Saturday, February 21, 2009

Brooks on Books: The Numbers Game

Not to be confused with the excellent book of the same title about baseball statistics by Alan Schwarz, this "Numbers Game" is a brief but illuminating hardcover by two Brits who have spent a lot of time exposing the misuse and ignorance of numbers and statistics in over there, especially in the media and the public sector.This edition, just published recently, takes the original U.K. bestseller and updates it a bit, with some modifications for us Yanks.

I enjoyed this book, but let me analyze one number myself: The $22.00 cover price is too high for a smallish 200-pager, even a hardback. Wait for the paperback or be a cheapskate and borrow it from the library like, uh, some people.

The idea of a text that delves into math and stats might sound either dreary or intimidating to many readers. Fortunately, authors Michael Blastland and Andrew Dilnot make the material accessible with plain but not condescending language and pertinent real examples to illustrate their points. One thing that is a little odd about their approach: Many examples come from British data and situations, and though the writers provide comparisons to U.S. equivalents when they can, it is a bit disorienting sometimes. Reading this at times made me feel like I kind of understood that whole argument about the SAT being "culturally biased." I have to admit that trying to get a handle on the British health system or money system or whatever took an extra few seconds.

But I may be making the book sound like homework again. It's quite entertaining. Each chapter examines a different aspect of how numbers are misused and/or manipulated: Sampling, Percentages, Comparisons, Chance, and more. They talk about concepts like regression to the mean, or the tendency of really high statistical phenomena to come down to match the average. A lot of this stuff will be familiar to anyone interested in baseball statistical analysis or even anyone who didn't sleep through, say, Statistics 200 in college (Now, THAT might be a small number).
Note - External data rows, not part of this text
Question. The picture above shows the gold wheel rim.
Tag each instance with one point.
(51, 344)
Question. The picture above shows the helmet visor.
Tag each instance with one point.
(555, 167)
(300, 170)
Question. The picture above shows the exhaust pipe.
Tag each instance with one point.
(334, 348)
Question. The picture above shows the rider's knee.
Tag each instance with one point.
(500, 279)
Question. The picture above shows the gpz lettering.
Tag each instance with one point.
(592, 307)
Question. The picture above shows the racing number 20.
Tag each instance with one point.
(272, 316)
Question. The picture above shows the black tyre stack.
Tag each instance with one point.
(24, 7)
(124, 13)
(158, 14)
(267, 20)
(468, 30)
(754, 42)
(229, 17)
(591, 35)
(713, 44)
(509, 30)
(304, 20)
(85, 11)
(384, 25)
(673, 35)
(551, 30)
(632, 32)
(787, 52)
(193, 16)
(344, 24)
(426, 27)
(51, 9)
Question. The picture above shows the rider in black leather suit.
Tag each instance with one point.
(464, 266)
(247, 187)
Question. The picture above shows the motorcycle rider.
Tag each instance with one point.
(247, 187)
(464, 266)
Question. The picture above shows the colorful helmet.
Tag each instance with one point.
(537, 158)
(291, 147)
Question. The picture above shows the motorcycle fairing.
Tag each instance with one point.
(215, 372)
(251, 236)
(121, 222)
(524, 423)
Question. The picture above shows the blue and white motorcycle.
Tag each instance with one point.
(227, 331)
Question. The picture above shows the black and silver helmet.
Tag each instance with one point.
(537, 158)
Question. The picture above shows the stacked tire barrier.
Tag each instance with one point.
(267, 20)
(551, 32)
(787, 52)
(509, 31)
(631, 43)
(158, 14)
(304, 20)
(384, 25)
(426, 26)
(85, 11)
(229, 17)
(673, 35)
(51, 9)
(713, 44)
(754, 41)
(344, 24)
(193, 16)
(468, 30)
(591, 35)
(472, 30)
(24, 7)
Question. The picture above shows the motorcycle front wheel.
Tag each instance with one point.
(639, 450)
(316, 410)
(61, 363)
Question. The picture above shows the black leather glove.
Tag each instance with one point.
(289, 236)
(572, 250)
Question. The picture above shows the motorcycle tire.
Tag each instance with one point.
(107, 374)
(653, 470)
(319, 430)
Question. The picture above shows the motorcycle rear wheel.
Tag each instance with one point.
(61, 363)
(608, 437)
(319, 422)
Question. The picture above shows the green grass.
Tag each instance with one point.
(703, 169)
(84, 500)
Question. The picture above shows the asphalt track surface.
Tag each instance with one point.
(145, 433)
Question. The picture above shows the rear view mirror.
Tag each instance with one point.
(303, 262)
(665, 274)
To give just one example, Blastland and Dilnot show how the press will report the risk of cancer, say, going up by X % if you eat bacon, and the reporting makes it look like an epidemic, but the numbers actually indicate 5 out of 100 men get colon cancer and if all of them ate a few pieces of bacon a day, the number would go up...to 6 out of 100. The risk of adding bacon to our diet is small (though, as is stated, doctors advise just staying away from bacon, and the authors aren't arguing that point), but the newspaper might say that it adds 20% chance of getting cancer. Without the larger context, percentages and other numbers are meaningless, and they can be (and are) manipulated to create dramatic "news."
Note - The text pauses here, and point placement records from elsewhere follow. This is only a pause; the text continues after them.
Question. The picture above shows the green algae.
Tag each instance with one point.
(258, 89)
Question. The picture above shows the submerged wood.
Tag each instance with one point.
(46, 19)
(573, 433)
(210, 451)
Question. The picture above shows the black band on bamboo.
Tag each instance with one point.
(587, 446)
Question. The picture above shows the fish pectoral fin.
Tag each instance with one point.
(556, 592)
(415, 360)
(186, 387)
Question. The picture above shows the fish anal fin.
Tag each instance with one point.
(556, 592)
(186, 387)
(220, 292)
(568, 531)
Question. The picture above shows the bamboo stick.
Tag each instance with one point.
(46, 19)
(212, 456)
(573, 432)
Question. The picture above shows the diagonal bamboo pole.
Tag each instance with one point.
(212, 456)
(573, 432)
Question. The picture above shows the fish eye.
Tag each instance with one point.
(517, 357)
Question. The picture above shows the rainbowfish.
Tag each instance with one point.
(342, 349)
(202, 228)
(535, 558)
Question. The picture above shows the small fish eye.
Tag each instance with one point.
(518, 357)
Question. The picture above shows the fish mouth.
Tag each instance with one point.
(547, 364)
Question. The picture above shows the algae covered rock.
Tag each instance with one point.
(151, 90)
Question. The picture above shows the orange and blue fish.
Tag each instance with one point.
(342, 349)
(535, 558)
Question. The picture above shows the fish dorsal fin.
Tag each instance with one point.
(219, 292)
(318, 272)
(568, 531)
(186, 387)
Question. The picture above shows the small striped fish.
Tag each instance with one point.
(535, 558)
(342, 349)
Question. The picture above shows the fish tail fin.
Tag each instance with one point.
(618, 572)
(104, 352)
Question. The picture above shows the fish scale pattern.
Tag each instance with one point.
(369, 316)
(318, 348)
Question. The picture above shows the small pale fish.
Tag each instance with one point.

It's tempting to throw your hands up and say, "What's the point?" and ignore stats and data altogether, but the author pointedly urge us NOT to do that. They emphasize the need to look for that larger context, to ask questions and analyze the numbers instead of just accepting the way they are often presented. They never trash numbers themselves, but rather the misuse of them, and their recommendation is not to ignore, but to look more closely.

"The Numbers Game" is a little slim for 22 bucks, but it's a useful effort for those interested in getting a basic handle on practical interpretation of numbers. Any of us who follow the news (hopefully a lot of us) can get a lot out of it.